Cette histoire naturelle est compatible avec la description princeps de la MW en 1907 par le prix Nobel de médecine de 1934 George Whipple [ 9]. Cette description nécropsique initiale a été complétée presque un siècle plus tard par la détection de T. whipplei par immunodétection dans les biopsies analysées en 1907 par G. Whipple [10], alors que la bactérie elle-même n'a été isolée pour la première fois qu'en 2000 [11].
Le diagnostic de laboratoire d'une uvéite à T. whipplei , orienté par l'interrogatoire et l'examen ophtalmologique, peut être systématisé dans le cadre d'un kit uvéite avec une évaluation de la prévalence de T. whipplei à 10/1520 (6 pour 1000) épisodes d'uvéite [12]. Une circonstance particulière de diagnostic est celle d'une uvéite succédant à une chirurgie ophtalmologique telle que la chirurgie de la cataracte, au cours de laquelle l'immunodépression locale liée à la corticothérapie permet la réactivation locale de T. whipplei [13].

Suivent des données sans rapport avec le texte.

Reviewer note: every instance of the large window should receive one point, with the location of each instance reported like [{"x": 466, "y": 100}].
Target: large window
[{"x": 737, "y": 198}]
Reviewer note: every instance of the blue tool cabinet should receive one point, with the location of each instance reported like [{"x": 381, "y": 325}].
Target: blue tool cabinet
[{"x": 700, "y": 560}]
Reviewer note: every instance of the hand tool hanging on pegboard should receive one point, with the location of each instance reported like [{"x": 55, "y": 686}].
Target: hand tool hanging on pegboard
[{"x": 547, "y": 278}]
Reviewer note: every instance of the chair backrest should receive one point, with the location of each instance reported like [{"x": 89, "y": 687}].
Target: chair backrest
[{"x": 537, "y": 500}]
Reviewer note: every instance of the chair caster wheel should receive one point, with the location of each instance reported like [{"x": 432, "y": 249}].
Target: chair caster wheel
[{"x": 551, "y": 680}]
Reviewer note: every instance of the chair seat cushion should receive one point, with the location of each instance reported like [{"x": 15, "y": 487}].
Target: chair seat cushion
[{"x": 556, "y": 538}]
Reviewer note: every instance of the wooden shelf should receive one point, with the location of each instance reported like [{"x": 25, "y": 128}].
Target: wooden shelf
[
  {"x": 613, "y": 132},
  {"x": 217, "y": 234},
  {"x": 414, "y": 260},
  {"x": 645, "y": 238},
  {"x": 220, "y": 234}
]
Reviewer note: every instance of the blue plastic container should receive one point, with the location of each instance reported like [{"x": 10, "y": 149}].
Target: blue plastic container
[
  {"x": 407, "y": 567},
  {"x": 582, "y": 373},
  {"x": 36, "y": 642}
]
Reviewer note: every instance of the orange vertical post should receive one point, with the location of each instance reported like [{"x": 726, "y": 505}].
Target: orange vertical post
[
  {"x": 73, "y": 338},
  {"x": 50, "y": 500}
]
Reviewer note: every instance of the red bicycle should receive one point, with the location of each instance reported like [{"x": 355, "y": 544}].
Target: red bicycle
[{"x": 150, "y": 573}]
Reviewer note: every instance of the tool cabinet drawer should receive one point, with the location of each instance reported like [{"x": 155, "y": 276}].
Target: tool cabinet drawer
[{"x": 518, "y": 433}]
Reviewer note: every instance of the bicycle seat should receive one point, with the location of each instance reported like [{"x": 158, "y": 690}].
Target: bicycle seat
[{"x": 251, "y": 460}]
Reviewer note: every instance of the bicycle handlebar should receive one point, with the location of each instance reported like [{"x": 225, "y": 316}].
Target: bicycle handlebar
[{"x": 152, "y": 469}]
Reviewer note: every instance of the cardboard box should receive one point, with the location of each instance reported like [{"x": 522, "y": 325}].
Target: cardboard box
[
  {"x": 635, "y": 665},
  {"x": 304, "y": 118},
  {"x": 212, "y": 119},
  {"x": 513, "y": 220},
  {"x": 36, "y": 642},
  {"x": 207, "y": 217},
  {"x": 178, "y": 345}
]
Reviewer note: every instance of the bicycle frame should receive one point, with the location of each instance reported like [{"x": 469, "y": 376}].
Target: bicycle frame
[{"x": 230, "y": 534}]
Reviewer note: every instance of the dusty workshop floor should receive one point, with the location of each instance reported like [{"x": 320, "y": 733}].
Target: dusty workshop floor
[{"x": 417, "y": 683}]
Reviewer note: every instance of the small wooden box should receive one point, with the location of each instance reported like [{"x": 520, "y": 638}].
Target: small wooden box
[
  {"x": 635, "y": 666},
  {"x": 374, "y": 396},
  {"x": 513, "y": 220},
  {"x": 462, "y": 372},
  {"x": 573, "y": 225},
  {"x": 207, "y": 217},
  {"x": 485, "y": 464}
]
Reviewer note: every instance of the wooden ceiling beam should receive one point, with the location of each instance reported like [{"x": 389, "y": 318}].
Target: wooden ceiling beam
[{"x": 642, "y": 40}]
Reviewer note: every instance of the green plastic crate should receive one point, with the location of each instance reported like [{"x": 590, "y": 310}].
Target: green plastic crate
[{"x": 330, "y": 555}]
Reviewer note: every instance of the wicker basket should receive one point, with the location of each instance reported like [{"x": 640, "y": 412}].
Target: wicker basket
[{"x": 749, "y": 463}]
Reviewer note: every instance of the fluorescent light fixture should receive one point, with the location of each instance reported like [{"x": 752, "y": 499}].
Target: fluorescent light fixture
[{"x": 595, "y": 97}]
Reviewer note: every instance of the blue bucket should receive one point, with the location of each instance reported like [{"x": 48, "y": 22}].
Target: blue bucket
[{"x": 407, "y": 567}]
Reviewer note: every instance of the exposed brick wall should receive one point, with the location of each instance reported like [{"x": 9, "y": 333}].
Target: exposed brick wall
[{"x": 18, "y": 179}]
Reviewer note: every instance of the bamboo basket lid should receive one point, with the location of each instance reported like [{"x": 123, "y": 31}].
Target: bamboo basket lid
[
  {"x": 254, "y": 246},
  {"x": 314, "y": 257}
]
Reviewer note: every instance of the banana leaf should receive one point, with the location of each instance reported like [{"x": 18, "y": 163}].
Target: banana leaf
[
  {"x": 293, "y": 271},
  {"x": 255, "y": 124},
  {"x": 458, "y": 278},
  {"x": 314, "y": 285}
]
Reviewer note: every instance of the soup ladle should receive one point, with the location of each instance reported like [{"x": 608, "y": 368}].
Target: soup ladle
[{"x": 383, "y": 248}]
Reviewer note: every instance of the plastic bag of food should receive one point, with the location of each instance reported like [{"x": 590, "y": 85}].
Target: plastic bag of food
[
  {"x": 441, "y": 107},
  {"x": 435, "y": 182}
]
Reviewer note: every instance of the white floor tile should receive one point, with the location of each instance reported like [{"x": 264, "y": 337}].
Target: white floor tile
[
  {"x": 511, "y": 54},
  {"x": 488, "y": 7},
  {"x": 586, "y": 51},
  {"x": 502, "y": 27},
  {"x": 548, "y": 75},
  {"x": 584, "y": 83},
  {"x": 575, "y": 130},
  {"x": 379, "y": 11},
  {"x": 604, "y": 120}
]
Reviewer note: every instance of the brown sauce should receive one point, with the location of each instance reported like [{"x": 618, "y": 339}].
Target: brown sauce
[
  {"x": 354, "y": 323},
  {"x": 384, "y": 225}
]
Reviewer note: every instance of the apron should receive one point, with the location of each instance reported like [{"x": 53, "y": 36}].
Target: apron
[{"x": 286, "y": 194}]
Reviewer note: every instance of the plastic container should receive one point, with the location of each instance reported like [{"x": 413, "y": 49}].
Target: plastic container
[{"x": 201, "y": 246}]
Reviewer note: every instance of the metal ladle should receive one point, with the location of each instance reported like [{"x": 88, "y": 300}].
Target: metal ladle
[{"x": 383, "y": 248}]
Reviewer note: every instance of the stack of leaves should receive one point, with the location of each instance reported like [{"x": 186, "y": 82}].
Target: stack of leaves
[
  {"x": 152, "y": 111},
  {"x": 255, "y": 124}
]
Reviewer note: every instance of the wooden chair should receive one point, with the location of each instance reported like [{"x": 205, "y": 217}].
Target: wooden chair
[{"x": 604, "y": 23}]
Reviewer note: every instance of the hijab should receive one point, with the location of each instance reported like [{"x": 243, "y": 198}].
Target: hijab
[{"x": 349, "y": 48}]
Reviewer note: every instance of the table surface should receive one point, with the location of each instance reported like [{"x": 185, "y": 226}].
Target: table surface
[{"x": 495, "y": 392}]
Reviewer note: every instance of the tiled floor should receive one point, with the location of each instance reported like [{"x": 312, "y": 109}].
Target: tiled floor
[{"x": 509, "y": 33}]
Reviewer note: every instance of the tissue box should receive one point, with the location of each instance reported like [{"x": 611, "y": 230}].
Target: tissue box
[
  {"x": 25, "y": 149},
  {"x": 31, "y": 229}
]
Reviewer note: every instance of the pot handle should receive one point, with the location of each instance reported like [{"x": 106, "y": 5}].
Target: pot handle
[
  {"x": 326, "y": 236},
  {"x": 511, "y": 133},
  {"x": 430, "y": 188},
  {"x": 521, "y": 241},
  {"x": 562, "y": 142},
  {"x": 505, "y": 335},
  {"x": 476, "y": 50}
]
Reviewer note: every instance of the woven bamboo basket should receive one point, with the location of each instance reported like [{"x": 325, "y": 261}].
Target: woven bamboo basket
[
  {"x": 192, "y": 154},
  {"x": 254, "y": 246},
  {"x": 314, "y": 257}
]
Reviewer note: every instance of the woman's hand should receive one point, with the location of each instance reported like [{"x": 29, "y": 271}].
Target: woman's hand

Le diagnostic de laboratoire repose sur la détection de fragments de l'ADN de T. whipplei sur un prélèvement de chambre antérieure, ou bien un prélèvement de vitrectomie, par polymerase chain reaction (PCR), ou encore par hybridation de sondes fluorescentes (FISH) [ 14]. L'immunodétection peut aussi être réalisée à partir d'un frottis du prélèvement endophthalmique, mais nécessite de disposer des anticorps spécifiques. L'isolement par culture est anecdotique pour le diagnostic [15] et la sérologie est d'interprétation difficile dans le contexte de manifestations opthalmologiques.
Traitement
Le traitement spécifique antibiotique des manifestations ophthalmologiques est guidé par la connaissance de la sensibilité de T. whipplei aux antibiotiques, la connaissance de sa localisation intracellulaire à l'intérieur d'une vacuole appelée lysosome, dont l'acidité altère l'activité antibactérienne de certains antibiotiques, et bien entendu par les séries cliniques rétrospectives indiquant les échecs et les rechutes [16]. C'est ainsi que le traitement de référence de première ligne comporte une association de doxycycline et d'hydroxychloroquine (rétablissant la neutralité de la vacuole lysosome, et ainsi l'activité anti- T. whipplei de la doxycycline) pendant un an [17]. Cette option thérapeutique est probablement préférée à l'association sulfaméthoxazole-triméthoprime et rifampicine pour une durée d'un an, qui est une alternative de deuxième ligne [ 18 , 19]. Une surveillance à vie est essentielle afin d'éviter des récidives de la maladie à l'issue du premier traitement antibiotique.